Mehr Selbständigkeit für
Behinderte durch "intelligente"
Toilette; © Caritas Socialis

Paul Panek von der Rehabilitationstechnik (fortec) an der TU Wien skizziert die vom EU-Konsortium entwickelte Vision des Friendly Rest Rooms (FRR) folgendermaßen: "Ziel ist es, dass halböffentliche Räume wie Krankenhäuser, Behörden, Museen oder Flughäfen mit intelligenten Toiletten ausgestattet werden."

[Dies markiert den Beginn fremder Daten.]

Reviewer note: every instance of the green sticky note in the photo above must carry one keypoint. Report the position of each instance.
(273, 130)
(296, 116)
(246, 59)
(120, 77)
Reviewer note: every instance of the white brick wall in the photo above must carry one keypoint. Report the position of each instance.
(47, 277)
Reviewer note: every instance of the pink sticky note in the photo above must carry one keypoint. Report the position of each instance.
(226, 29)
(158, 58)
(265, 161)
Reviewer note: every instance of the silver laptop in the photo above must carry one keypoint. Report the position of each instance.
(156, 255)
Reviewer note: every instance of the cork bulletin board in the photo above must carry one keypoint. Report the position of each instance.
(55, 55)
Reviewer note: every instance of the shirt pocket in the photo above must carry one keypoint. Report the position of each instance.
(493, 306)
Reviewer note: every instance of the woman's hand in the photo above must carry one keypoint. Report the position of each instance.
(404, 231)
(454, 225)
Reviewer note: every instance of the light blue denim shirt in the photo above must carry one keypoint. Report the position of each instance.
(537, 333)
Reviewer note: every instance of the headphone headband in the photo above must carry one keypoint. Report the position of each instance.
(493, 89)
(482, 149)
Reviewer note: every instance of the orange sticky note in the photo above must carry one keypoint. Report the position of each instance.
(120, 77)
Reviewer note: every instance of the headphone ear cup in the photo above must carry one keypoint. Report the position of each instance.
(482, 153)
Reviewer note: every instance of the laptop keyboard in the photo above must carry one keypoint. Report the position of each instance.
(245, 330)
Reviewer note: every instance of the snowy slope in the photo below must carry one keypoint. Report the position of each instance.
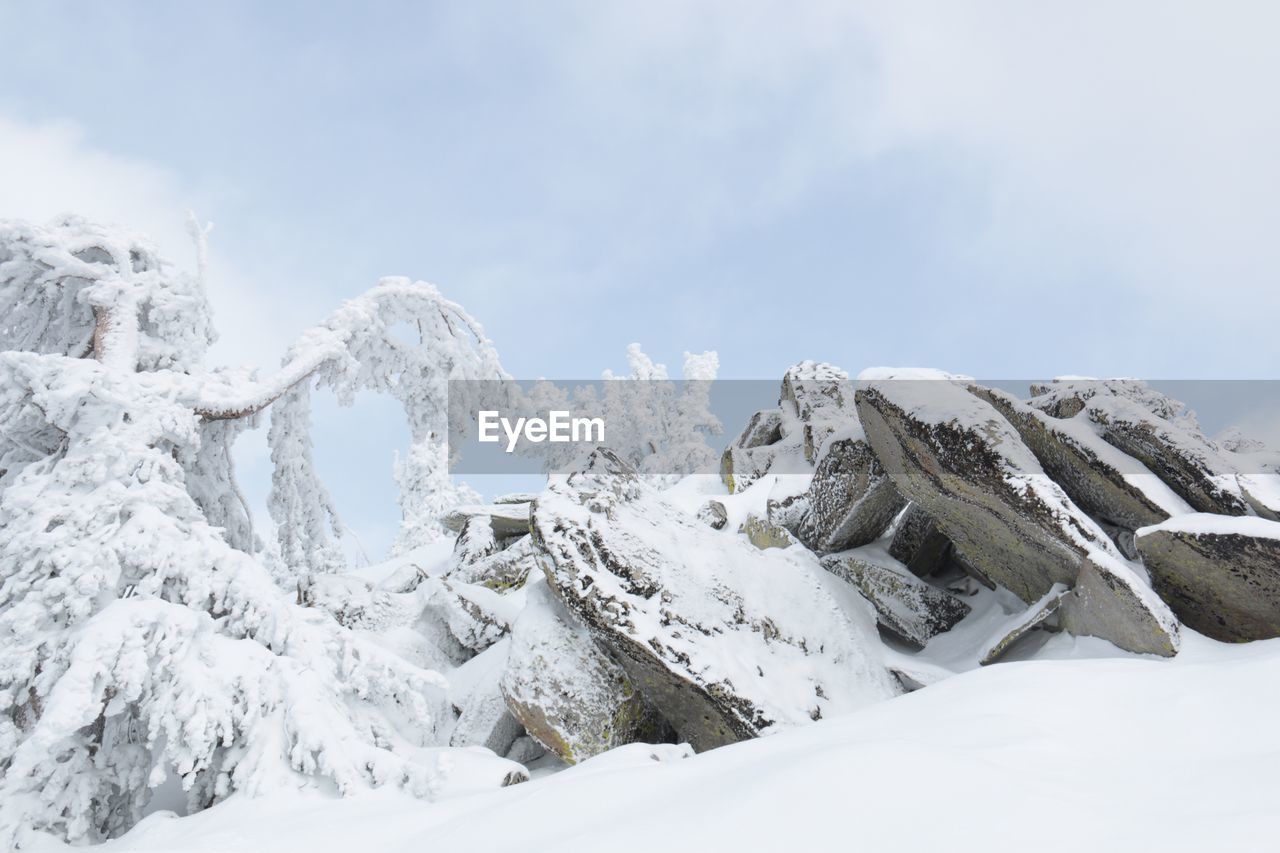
(1048, 755)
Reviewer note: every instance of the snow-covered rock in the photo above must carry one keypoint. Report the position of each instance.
(764, 533)
(725, 641)
(905, 606)
(1023, 623)
(1101, 479)
(565, 690)
(484, 719)
(965, 465)
(1155, 430)
(1220, 574)
(850, 500)
(506, 519)
(818, 395)
(1110, 601)
(918, 543)
(713, 515)
(499, 571)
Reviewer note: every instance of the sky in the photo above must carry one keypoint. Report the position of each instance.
(993, 188)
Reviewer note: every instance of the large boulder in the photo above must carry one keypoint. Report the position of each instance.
(818, 396)
(764, 533)
(1221, 575)
(1153, 429)
(726, 642)
(918, 543)
(713, 515)
(499, 571)
(958, 457)
(850, 500)
(506, 519)
(1110, 601)
(1102, 480)
(752, 454)
(568, 694)
(1038, 616)
(813, 404)
(905, 606)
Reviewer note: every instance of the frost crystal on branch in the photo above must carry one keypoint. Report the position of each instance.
(142, 634)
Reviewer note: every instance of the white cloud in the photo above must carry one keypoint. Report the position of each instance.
(1139, 137)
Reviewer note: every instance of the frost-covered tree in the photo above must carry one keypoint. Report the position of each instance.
(656, 427)
(360, 349)
(656, 424)
(140, 637)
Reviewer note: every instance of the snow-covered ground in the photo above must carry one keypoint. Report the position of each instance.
(1066, 752)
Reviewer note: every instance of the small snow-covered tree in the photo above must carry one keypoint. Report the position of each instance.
(141, 635)
(656, 428)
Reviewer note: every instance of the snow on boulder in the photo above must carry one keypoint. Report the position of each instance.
(965, 465)
(813, 404)
(1110, 601)
(905, 606)
(483, 715)
(1155, 430)
(713, 515)
(749, 456)
(818, 395)
(475, 616)
(1019, 625)
(850, 500)
(1101, 479)
(506, 519)
(498, 571)
(918, 543)
(1220, 574)
(565, 690)
(726, 642)
(766, 534)
(475, 542)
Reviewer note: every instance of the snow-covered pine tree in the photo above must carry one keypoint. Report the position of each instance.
(656, 428)
(138, 635)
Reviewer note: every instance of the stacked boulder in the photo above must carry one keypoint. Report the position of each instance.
(598, 614)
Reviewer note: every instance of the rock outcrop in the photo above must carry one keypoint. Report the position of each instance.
(919, 544)
(1221, 575)
(764, 533)
(568, 696)
(958, 457)
(1155, 430)
(726, 642)
(905, 606)
(850, 500)
(1096, 475)
(713, 515)
(483, 715)
(506, 519)
(1111, 602)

"Sie öffnen mit einer Smartcard berührungslos die Türe und schon beim Betreten der Toilette stellt sich diese automatisch auf die für ihre Person optimale Höhe ein. Falls nötig, schwenken Griffe und Haltestangen hervor. Diese unterstützen den Toilettensitz und helfen gebrechlichen älteren Personen sowohl beim Niedersetzen als auch beim Aufstehen, beim Transfer vom Rollstuhl auf die Toilette und zurück. Nach dem Verlassen der Toilette sorgt ein vollautomatisches Reinigungssystem für optimale Hygiene", erklärt Panek.

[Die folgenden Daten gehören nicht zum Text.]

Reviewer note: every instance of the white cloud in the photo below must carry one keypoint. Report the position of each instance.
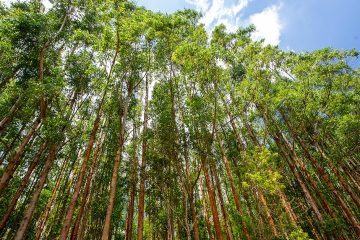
(268, 26)
(202, 5)
(215, 12)
(47, 4)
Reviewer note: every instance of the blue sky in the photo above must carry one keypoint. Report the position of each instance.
(299, 25)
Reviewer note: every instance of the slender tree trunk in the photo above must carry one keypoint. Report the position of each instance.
(22, 186)
(85, 194)
(50, 202)
(20, 234)
(298, 177)
(289, 210)
(141, 208)
(212, 199)
(323, 175)
(223, 209)
(118, 157)
(267, 212)
(67, 221)
(234, 192)
(15, 160)
(206, 214)
(132, 188)
(7, 119)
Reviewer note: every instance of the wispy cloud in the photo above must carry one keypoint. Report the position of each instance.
(215, 12)
(268, 25)
(201, 5)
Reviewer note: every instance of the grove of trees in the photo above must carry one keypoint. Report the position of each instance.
(120, 123)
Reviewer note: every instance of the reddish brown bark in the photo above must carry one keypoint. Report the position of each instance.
(67, 221)
(7, 119)
(206, 214)
(225, 216)
(50, 202)
(20, 234)
(15, 159)
(324, 176)
(97, 153)
(234, 192)
(22, 186)
(212, 200)
(141, 208)
(132, 188)
(299, 179)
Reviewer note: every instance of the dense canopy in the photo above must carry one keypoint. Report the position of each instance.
(120, 123)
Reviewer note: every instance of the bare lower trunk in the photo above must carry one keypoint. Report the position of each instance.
(223, 209)
(67, 221)
(22, 186)
(212, 199)
(74, 234)
(6, 120)
(15, 160)
(141, 207)
(206, 214)
(50, 202)
(234, 192)
(20, 234)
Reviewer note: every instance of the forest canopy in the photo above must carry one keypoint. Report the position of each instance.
(117, 122)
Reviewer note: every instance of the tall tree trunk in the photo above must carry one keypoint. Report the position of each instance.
(233, 190)
(212, 200)
(141, 208)
(114, 176)
(15, 159)
(223, 208)
(206, 214)
(20, 234)
(22, 186)
(51, 200)
(67, 221)
(323, 175)
(7, 119)
(132, 188)
(85, 194)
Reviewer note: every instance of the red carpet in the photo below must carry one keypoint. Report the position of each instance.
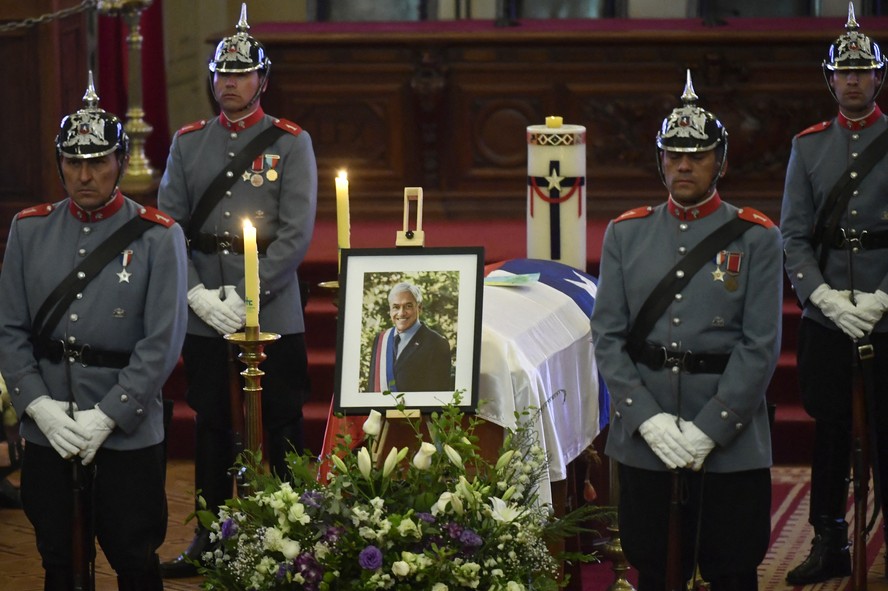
(790, 541)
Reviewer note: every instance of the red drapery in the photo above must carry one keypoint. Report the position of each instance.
(113, 63)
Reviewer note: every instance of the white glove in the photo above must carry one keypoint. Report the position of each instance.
(837, 306)
(872, 306)
(64, 434)
(99, 426)
(66, 406)
(236, 304)
(702, 443)
(207, 305)
(662, 434)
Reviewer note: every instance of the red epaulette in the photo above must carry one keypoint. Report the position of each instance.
(815, 128)
(192, 127)
(632, 214)
(156, 216)
(755, 216)
(36, 211)
(288, 126)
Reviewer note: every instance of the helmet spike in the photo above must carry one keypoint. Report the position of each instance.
(689, 97)
(242, 25)
(851, 25)
(90, 98)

35 BesucherInnen und PflegeexpertInnen haben den Toiletten-Prototypen im Multiple Sklerose Tageszentrum der Caritas Socialis in Wien auf Herz und Nieren geprüft. "Menschen, die bis jetzt ganz auf die Unterstützung Anderer beim Toilettengang angewiesen waren, entdecken mit diesem Prototypen eine erhöhte Selbstständigkeit", so Ramona Rosenthal, Leiterin des MS Tageszentrum. Die Toilette erhielt im Praxistest die Note "sehr gut".

Durch das Höher-Fahren und Nach-Vorne-Neigen der Toilette wird das Aufstehen für viele Personen wesentlich einfacher. Während des Sitzens erlaubt die individuell durchführbare Höhenverstellbarkeit einen besseren Bodenkontakt der Füße. Dadurch kann der Körper stabiler gehalten werden. Das Auslösen des Schwesternrufes und der Wasserspülung ist mittels Handsteuerung der Toilette möglich.